In 2025, Herbig directed and produced a fifth movie, Das Kanu des Manitu, which is a sequel to Der Schuh des Manitu. Set several years after its predecessor, it follows the main characters from the first film, as well as the new character Mary, as they fight a ruthless gang that searches for a legendary canoe. The film became the most successful German movie on the domestic market of the year 2025 and the most successful German movie since the COVID-19 pandemic.

While Herbig, Tramitz and Kavanian play the many different main characters in the movies, the cast is expanded by other actors playing similar/recurring roles over the course of all four movies. These are mainly Sky du Mont playing villains (Western bandit leader "Santa Maria", US Army General Motors, Duke William the Last), Til Schweiger (Rock Finished-Over, a Space Taxidriver turned Knight), Irshad Panjatan playing apparent villains turned out to be harmless, comedian Anke Engelke angry female relatives to the main cast and famous German actresses Anja Kling, Marie Bäumer and Jasmin Schwiers as strong and independent female leads.

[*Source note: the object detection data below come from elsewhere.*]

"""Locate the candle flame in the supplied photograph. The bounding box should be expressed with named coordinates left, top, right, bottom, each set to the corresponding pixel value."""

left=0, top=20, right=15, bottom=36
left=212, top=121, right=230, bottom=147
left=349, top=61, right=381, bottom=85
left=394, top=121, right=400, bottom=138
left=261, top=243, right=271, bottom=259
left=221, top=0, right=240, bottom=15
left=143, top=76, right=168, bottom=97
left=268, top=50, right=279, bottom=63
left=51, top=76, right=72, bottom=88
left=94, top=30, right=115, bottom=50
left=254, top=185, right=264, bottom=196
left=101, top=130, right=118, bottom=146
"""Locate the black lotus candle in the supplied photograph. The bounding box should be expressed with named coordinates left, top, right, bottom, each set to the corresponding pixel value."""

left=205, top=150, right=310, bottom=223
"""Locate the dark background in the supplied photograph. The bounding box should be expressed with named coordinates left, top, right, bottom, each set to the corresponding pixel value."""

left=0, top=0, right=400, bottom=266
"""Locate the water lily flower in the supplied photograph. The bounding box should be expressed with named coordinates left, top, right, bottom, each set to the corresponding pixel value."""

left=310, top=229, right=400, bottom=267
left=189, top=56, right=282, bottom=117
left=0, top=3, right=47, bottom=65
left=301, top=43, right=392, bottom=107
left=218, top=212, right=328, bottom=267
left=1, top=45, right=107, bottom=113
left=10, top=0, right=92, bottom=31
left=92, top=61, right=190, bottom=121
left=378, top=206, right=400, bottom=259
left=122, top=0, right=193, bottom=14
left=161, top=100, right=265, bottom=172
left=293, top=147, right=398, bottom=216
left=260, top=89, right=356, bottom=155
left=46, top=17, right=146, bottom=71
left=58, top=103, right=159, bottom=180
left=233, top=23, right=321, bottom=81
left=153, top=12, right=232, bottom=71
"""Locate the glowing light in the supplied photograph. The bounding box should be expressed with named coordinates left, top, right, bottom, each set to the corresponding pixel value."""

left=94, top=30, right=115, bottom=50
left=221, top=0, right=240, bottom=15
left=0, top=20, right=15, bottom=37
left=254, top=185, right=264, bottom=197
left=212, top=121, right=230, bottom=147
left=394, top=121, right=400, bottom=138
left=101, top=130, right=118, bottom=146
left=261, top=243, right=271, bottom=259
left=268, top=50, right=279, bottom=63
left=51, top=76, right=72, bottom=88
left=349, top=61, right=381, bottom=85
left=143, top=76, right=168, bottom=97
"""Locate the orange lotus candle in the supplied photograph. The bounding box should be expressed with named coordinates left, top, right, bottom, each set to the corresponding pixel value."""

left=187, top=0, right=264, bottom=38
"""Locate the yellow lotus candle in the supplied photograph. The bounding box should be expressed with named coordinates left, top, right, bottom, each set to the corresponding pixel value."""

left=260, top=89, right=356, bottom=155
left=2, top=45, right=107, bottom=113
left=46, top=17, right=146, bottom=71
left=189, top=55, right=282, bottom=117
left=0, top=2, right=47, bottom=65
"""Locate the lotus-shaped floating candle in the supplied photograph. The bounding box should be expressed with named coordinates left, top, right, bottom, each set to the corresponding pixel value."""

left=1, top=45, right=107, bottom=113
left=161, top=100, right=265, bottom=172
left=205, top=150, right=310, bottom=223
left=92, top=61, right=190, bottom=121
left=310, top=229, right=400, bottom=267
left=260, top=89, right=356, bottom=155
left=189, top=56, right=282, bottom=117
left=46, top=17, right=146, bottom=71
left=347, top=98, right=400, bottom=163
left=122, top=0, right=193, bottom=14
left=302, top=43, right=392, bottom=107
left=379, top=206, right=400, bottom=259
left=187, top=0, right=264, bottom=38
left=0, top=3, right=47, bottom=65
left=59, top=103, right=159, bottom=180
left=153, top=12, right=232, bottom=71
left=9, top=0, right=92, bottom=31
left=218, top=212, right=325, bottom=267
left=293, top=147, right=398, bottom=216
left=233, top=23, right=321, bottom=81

==Recurring characters and sketches (selection)==
- Unser (T)Raumschiff (Our Dream/Spaceship)
Based on Star Trek (with Tramitz as "Kork" (sounds like "Cock" in the characters' dialect); Herbig as "Mr. Spuck" ("Spit") and Kavanian as Bones, "Schrotty" ("Junk") and "Solo"), the depiction of the characters is stereotypically gay. The sketches also depict aspects of Star Wars and German soap Das Traumschiff.
- Winnetou MXXXIV
parody of the German Winnetou movie franchise based on the novels by Karl May (with Tramitz as Old Shatterhand and Herbig as Winnetou), depicting stereotypical aspects of spaghetti Westerns, all characters speaking in strong South Bavarian dialects.
- Sissi - Wechseljahre einer Kaiserin (Sissi - Menopause of an Empress)
Parody of (the Sissi film trilogy starring Romy Schneider, with Tramitz as Emperor Franz, Herbig as Sissi and Kavanian as Field Marshal.
- The Terminator
Tramitz parodies Schwarzenegger's role.
- James Bond
Tramitz as "Bernd Bond" and Herbig as Q.
- Pavel and Bronko
A made up Czech talk show.
- Latrine - die Soap auf dem Klo
Soap opera where three guys live next to each other in compartments of a public restroom.
- Yeti am Mittag (Yeti at noon)
Talkshow hosted by the Yeti (Kavanian), featuring different guests, mostly Reinhold Messner (Herbig).
- Ronny, Lutz und Löffler
are three alternative permanent students
- Christian und Daniel – Piloten aus Leidenschaft (Passionate Pilots)
Tramitz and Herbig depicting the glamorous cockpit lives of two Boeing 747 pilots.
- Heidi
Based on Swiss children's novel character Heidi (Herbig), an orphaned girl living with her grandfather (Tramitz) and showing interest in everyday life questions and Ziegenpeter (Kavanian).
- Kasirske Brothers
Presentations by DDR-nostalgic brothers Jens and Jörg Kasirske from Dresden.

== Guest appearances ==
Over time and with its raise in popularity the show featured prominent guests such as DJ BoBo, Olli Dittrich, Anke Engelke, Erkan und Stefan, Herbert Feuerstein, Sky du Mont, DJ Ötzi, Bastian Pastewka, Stefan Raab and Sasha.